GENETİK BİLİMİNİN MEHMET HOCASI
Aynı zamanda İzmir Katip Çelebi Üniversitesi Adli Tıp Anabilim Dalı Başkanı olan Prof. Dr. Mehmet Tokdemir, Türkiye'de genetik biliminin en önemli isimleri arasında yer alıyor. Ulusal ve uluslararası alanda önemli çalışmalara imza atan Prof. Tokdemir, dünyada nadir olan ve 10 yıl süren genetik çalışmasını ise şöyle anlattı:
* 1998 yılında adli tıp uzmanı oldum. Türkiye'de ilk adli genetik üzerine uzman olan kişiyim. Adli genetik üzerine çalışan biyolog arkadaşlarımız var ama adli tıp uzmanı olarak adli genetik üzerine ihtisas yaptım ve bu konuda bir tez hazırladım.
* O yıllarda DNA incelemesi çok lüks bir şeydi ama ABD'den gelen bir hocamız vardı, kendisi çok iyi bir merkezde çalışıyordu. Onun da desteğiyle bir tez yaptım. 2007 yılında Doğu Anadolu bölgesinde adliyelerden, karakollardan gönderilen bütün DNA incelemelerini ben yaptım. O bölgenin bütün popülasyonunu incelemiş oldum ve o bölgenin genetik profilini çıkardım.
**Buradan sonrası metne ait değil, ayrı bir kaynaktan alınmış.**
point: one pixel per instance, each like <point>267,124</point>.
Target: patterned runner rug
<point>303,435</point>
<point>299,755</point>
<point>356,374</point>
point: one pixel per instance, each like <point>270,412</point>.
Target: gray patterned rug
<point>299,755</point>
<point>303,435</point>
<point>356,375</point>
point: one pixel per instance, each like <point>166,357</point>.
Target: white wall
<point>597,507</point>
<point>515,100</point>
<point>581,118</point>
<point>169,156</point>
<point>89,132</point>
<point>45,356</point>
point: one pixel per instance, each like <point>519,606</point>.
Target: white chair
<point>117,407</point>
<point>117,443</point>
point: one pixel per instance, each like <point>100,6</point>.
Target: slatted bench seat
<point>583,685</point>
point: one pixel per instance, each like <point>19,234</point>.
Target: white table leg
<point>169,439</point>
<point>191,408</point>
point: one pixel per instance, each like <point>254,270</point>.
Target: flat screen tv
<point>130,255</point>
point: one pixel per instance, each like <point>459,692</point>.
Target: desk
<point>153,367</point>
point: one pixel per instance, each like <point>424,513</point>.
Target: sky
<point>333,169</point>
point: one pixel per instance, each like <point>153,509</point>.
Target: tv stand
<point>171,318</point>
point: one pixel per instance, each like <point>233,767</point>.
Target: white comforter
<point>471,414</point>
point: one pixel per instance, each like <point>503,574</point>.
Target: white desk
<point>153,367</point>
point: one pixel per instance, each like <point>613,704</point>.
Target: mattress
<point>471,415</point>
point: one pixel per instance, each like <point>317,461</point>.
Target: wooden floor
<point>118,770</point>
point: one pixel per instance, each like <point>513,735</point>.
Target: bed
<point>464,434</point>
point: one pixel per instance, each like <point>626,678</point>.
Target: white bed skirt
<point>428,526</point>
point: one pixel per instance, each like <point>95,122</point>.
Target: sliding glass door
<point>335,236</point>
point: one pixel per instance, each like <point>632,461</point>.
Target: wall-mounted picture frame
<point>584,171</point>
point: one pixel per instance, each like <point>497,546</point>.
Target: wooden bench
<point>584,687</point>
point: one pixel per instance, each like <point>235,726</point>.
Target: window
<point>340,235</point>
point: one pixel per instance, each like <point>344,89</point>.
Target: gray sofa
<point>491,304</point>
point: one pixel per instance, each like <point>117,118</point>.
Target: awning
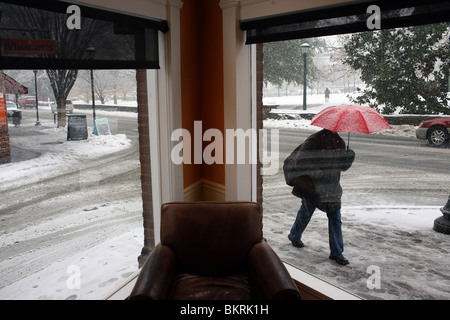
<point>12,86</point>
* Daha öne genetik frekanslar verilmişti ama bu çıkartılmış frekanslar dünyanın başka ülkelerinde yaşayan insanlarla genetik yakınlık, benzerlik açısından hiç karşılaştırılmamıştı. Ben de 12 ülke ile bu karşılaştırmayı yaptım ve Azerbaycan'da uluslararası bir toplantıda sundum.
OTORİTELERİN DE İLGİ ODAĞI OLDU
* Tabi ki bize doğal olarak en yakın Kuzey Kıbrıs Türk Cumhuriyeti ve Azerbaycan çıktı. Ben sunumumun sonunda, "İki devlet tek millet boş bir slogan değil, bilimsel bir gerçektir. Azerbaycan halkı bize genetik olarak çok yakındır. Hemen hemen aynıyız, aynı soydan geliyoruz" dediğim zaman, salon ayağa kalktı ve herkes alkışladı. Bu da dünyanın en saygın genetik dergisi olan Gene dergisinde yayınlandı. Türkiye'de ilktir bu. Gurur duyacağımız bir çalışma oldu.
* Manisa'da karşımıza çıkan kimerizm de nadir karşılaşılan bir durum olduğu için gerekli etik ve bilimsel onayları aldıktan sonra Gene dergisine gönderip yayınlayacağız."